Comb-enabled spectral-domain image transport through perturbation-prone multimode fibers
Abstract
Multimode fibers (MMFs) offer a compact platform for imaging, sensing, and information transport, but their practical deployment is hindered by sensitivity to fiber perturbations, which alter modal coupling and invalidate conventional speckle-based calibrations. Here, we demonstrate perturbation-resilient image transport through MMFs by combining image-to-spectrum encoding with dual-comb spectroscopy. Two-dimensional images are converted into comb-line-resolved spectral signatures before fiber transmission, allowing spatial information to be carried in the spectral domain rather than in the output speckle field. After propagation, dual-comb heterodyne detection maps the encoded spectrum into the radio-frequency domain, enabling massively parallel spectral readout with a single photodetector. Neural-network-assisted compressive reconstruction further enables high-fidelity imaging from sparse, noisy, and spectrally aliased measurements.
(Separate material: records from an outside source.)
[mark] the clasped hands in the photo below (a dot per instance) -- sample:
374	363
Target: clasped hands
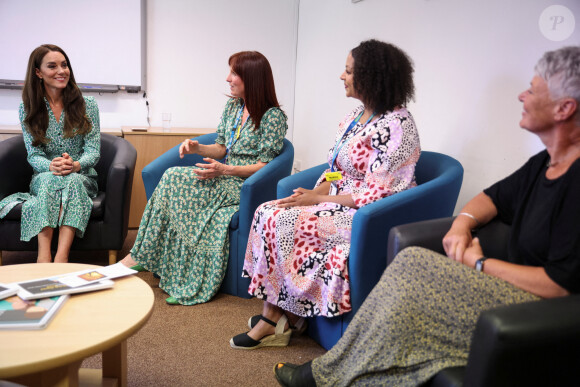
212	169
64	165
461	247
300	197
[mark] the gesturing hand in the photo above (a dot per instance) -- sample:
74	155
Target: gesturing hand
300	197
472	253
456	241
210	170
188	147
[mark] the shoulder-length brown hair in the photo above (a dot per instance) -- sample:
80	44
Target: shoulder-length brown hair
259	91
33	93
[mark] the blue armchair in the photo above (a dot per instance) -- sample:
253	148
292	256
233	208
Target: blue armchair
258	188
439	179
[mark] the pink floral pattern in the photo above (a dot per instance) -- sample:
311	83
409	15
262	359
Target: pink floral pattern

Our approach achieves Pearson correlation coefficients exceeding 0.9 under strong fiber perturbations and supports frame rates up to 2.5 MHz, allowing the observation of transient switching dynamics in a digital micromirror device. These results establish a powerful tool for robust, real-time image transport through flexible MMFs, with potential applications in remote sensing and fiber-based optical instrumentation.